Les concurrents économiques et rivaux politiques de la Suisse, par ailleurs ses amis fidèles et alliés constants, se plaignent, toute vertu dehors, que la Confédération encourage la fraude fiscale. Leurs raisons sont défendables mais la Suisse a du répondant. La Suisse, tous grands partis de gouvernements confondus, fait l’Union sacrée contre l’assaillant. Elle invoque un distinguo juridique national que ses contempteurs jugent spécieux : la différence entre fraude et soustraction fiscale. La soustraction équivaut à la non déclaration d’avoirs placés tandis que la fraude implique des opérations de fausse déclaration, fausse comptabilité, fausses factures et autres falsifications. La soustraction fiscale est en quelque sorte la présomption d’innocence appliquée au capital et à son détenteur. Le secret bancaire est assimilé au secret professionnel des avocats ou des médecins. Depuis 1934, il est inscrit dans l’article 47 de la loi fédérale sur les banques et les assurances. Mais la Suisse à un autre argument, plus convaincant encore : les pratiques de ses détracteurs. Les études internationales lui donnent raison : elle n’est pas le premier tricheur. L’Etat du Delaware, les Iles Caïman, les Bahamas, les Bermudes, les trusts sont des boîtes noires bien plus conséquentes, dont usent des grandes entreprises. Michelin vient d’être montré du doigt pour une fondation au Luxembourg.

Pour la Suisse, la bataille bancaire et fiscale est moins entre les gentils et les méchants qu’entre le capitalisme national et le modèle anglo-saxon, voire le modèle rhénan anglo-saxonisé.

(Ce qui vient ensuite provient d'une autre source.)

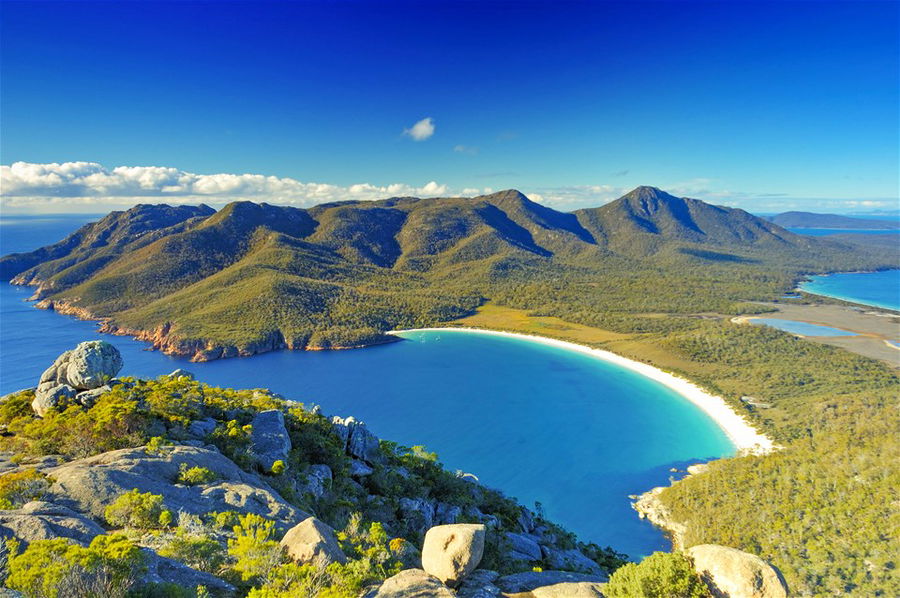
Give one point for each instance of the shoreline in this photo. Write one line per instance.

La crise financière des Etats volant au secours de leurs banques sans contreparties provoque le besoin pressant de trouver des ressources nouvelles. La chasse aux fraudeurs fait figure de poule aux oeufs d’or.

Les conventions bilatérales de double imposition (CDI) semblent de nature à calmer les Etats revendicatifs. Ces conventions renonceraient au distinguo entre fraude et évasion fiscale. Quelle homogénéité entre les conventions ? Quel contrôle ? L’achat de données volées est-il permis ? La commission de politique extérieure du Conseil des Etats (Chambre haute) souhaite que soit ajouté aux CDI en cours de négociation un article précisant qu’aucune entraide ne sera accordée sur la base d’informations volées. Avec la France, il est admis que le nom de la banque est indispensable au déclenchement de la procédure d’assistance mais qu’il peut y avoir des exceptions. L’imposition à la source éviterait bien des tracas.

La concurrence est libre mais loin d’être parfaite, en somme. L’exception suisse est sa façon d’habiter notre monde commun. Un petit pays sans armes nucléaires ni population massive se bat avec ses armes à lui. Il tire sa force de sa marginalité. Il nous rappelle les capitales vertus du secret et de l’accumulation. La question de savoir s’il faut amender le monde, en changer, est un autre débat, loin d’être superflu. Le présent propos se borne à relever que les Etats (les Etats-Unis, la France, l’Allemagne et l’Italie spécifiquement) ne sont pas des êtres moraux. Il convient de balayer la neige devant sa porte et de ne pas faire prendre les vessies des affaires pour les lanternes de la morale.